Por Giovana Petrocele
A indústria da moda é gigante. Está entre as maiores forças inspiradoras que comandam o mundo. Não é feita apenas de luxo, glamour, colorido e design. É bem mais. É nossa vestimenta, ornamenta nossos corpos, nos protege do frio e do sol, identifica e conta um pouca da história de cada um de nós e da época que vivemos; no entanto, por ter uma “infinita” produção é, consequentemente, uma das grandes poluidoras do planeta. Infelizmente muitas marcas se tornaram violadora dos direitos humanos em grandes confecções. Para conscientizar as pessoas sobre essas questões, surgiu o movimento mundial “Fashion Revolution”, que acredita no consumo e na produção de moda responsável.

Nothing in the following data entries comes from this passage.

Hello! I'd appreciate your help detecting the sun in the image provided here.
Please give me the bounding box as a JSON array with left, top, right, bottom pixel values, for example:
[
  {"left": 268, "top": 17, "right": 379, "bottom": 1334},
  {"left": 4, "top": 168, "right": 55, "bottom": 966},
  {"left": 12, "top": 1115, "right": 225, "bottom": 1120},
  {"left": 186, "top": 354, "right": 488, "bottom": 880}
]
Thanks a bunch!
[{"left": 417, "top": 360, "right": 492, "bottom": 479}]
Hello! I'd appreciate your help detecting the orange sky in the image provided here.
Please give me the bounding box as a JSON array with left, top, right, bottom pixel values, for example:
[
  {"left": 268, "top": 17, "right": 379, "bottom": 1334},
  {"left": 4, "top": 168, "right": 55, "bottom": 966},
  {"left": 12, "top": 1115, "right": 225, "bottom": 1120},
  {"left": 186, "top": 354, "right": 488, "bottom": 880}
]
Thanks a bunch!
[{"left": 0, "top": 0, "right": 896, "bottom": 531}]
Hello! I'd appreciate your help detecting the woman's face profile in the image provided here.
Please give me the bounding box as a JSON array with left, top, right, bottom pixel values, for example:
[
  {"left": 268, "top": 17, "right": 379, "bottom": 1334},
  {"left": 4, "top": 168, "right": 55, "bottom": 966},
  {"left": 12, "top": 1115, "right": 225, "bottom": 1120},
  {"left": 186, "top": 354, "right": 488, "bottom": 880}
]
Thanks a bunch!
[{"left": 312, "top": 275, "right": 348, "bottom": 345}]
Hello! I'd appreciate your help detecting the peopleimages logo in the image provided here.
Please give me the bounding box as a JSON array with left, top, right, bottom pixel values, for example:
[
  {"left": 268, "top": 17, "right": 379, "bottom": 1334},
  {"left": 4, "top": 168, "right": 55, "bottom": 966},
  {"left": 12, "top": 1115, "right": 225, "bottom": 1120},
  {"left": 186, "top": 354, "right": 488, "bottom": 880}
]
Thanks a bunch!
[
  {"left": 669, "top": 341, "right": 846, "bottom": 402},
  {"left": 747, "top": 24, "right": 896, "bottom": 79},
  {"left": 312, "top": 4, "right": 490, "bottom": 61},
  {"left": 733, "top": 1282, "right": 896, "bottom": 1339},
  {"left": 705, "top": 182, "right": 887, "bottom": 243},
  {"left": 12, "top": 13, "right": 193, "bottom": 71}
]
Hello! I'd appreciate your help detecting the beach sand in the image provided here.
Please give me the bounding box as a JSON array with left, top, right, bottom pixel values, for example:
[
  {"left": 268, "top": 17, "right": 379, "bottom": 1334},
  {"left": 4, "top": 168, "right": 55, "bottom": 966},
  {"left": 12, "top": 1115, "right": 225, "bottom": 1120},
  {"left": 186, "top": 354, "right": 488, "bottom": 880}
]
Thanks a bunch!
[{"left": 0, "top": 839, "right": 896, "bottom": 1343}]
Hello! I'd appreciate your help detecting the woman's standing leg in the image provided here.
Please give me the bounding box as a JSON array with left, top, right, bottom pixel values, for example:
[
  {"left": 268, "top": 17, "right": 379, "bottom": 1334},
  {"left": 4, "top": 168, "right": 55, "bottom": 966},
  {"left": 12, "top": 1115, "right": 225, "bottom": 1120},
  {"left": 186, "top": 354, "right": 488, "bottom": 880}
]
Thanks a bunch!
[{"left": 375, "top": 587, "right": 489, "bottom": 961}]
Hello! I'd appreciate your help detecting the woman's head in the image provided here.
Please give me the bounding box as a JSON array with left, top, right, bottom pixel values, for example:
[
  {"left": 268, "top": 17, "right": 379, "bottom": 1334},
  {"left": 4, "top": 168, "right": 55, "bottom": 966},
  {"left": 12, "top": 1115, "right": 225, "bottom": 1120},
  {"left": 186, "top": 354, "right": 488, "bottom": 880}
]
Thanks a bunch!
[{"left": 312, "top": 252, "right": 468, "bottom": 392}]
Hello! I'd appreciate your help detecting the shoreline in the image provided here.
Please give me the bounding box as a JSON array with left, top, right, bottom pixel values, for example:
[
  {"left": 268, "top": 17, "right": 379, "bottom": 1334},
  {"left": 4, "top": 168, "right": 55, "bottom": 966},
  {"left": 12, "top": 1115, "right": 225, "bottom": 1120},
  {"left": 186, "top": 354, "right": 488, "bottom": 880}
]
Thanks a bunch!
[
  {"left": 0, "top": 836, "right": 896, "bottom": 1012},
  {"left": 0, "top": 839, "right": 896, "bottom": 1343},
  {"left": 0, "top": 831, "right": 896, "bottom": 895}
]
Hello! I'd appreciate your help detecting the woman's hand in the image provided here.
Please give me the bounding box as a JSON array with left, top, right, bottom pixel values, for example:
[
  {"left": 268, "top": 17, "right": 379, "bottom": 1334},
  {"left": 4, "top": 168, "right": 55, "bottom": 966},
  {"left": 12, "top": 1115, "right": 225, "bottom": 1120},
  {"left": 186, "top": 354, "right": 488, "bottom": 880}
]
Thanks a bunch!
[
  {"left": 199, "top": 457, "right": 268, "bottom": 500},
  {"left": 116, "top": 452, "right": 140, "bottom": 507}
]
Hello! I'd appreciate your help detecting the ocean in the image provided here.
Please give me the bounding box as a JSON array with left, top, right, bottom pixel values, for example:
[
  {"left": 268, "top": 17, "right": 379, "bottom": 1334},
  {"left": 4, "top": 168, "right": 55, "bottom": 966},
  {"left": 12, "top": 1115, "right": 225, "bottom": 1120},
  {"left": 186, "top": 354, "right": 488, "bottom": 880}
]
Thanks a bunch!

Para falar sobre “Fashion Revolution e Moda Consicente”, tema de indiscutível relevância social, conversei com a jornalista Suzana Elias, especialista no nicho da moda e representante do Fashion Revolution Brasil, em Santos (SP). Ela escreve para o blog Suzanices e é diretora da agência Suzana Comunica, que cuida da conta de várias marcas.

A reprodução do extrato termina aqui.